Buchfresserchen (http://buch-fresserchen.blogspot.de/) veröffentlicht jeden Montag eine Frage rund um Bücher und dieses Mal habe ich die Ehre mitzumachen. Die Frage lautet :

Montagsfrage: Gibt es ein Buch, bei dem du nach dem Lesen sofort wusstest, dass du es noch einmal lesen würdest?

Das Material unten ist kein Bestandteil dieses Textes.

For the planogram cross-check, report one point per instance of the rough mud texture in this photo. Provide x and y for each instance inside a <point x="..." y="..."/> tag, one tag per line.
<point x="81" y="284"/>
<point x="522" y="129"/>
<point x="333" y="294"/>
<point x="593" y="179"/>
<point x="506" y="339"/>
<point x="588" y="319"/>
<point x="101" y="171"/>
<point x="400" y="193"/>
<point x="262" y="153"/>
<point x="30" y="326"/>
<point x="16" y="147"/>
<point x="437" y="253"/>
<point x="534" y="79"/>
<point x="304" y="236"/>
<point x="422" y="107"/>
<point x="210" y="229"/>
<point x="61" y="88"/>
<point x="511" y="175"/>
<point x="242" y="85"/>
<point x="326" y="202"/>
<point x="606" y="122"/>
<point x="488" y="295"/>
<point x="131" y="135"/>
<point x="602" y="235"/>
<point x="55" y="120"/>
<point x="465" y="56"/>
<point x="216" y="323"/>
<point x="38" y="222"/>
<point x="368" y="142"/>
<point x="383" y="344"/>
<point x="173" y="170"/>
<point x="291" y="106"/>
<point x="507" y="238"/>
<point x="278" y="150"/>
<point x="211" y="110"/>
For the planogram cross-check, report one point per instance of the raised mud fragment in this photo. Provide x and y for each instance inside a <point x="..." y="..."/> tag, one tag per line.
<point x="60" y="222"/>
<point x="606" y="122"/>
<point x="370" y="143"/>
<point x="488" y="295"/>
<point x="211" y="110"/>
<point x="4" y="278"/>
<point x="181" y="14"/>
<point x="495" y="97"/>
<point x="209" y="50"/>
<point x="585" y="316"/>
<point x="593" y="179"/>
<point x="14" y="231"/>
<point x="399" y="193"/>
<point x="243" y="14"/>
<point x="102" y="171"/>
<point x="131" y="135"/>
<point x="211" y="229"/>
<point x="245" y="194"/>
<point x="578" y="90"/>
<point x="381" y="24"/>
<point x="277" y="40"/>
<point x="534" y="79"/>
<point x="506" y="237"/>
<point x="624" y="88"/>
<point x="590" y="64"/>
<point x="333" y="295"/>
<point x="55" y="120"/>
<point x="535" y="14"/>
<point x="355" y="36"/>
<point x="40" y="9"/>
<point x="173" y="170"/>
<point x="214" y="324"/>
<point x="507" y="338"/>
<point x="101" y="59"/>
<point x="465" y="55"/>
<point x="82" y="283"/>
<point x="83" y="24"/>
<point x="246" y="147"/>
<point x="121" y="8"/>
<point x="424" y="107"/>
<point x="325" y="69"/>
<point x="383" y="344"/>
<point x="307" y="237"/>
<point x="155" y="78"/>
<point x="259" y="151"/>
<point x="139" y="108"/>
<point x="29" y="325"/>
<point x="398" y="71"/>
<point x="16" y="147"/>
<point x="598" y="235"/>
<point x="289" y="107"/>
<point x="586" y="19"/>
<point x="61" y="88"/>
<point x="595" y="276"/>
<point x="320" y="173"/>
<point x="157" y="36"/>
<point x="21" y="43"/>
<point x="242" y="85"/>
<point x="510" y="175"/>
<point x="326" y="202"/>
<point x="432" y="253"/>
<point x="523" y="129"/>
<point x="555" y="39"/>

Zuallerst: ich bin kein Fan davon, Bücher mehrmals zu lesen. Wenn ich mir nach einem Buch denke, dass ich es wieder lesen werde heißt das verdammt viel. Es gibt eigentlich nur zwei Bücher, die in Frage kommen. Einmal wäre das "Der Kuss des Kjer" von Lynn Raven und die andere Option ist "Seelen von Stephenie Meyer". Wie ihr dem Titel entnehmen könnt, habe ich mich für "Seelen" entschieden. Zwar habe ich beide Bücher mehrmals gelesen (was der Oscarverleihung meines Bücherregals nahe kommt) aber dieser Titel tauchte sofort in meinem Kopf auf nachdem ich die Frage gelesen hatte. Wieso bevorzuge ich nun "Seelen"?

 

Als erstes bekommt ihr wie immer mal den Klappentext:

 

"Seit jener ersten Nacht, in der ich geschrien habe, als ich die Narbe in seinem Nacken ertastete, hat er mich nicht mehr geküsst. Will er mich nicht mehr küssen? Sollte ich ihn vielleicht küssen? Und wenn er das nicht mag? Ich überlege, ob er wirklich so gut aussieht, wie ich glaube, oder ob es mir nur so vorkommt, weil er außer mir und Jamie der einzige Mensch auf der ganzen Welt ist. Er drückt meine Hand und mein Herz donnert gegen meine Rippen. Es schmerzt, dieses Glück."

Planet Erde, irgendwann in der Zukunft. Fast die gesamte Menschheit ist von sogenannten Seelen besetzt. Diese nisten sich in die menschlichen Körper ein und übernehmen sie vollständig - nur wenige Menschen leisten noch Widerstand und überleben in den Bergen, Wüsten und Wäldern.
Eine von ihnen ist Melanie. Als sie schließlich doch gefasst wird, wehrt sie sich mit aller Kraft dagegen, aus ihrem Körper verdrängt zu werden und teilt ihn fortan notgedrungen mit der Seele Wanda. Verzweifelt kämpft sie darum, ihren Geliebten Jared wiederzufinden, der sich mit anderen Rebellen in der Wüste versteckt hält - und im Bann von Melanies leidenschaftlichen Gefühlen und Erinnerungen sehnt sich auch Wanda mehr und mehr nach Jared, den sie nie getroffen hat ...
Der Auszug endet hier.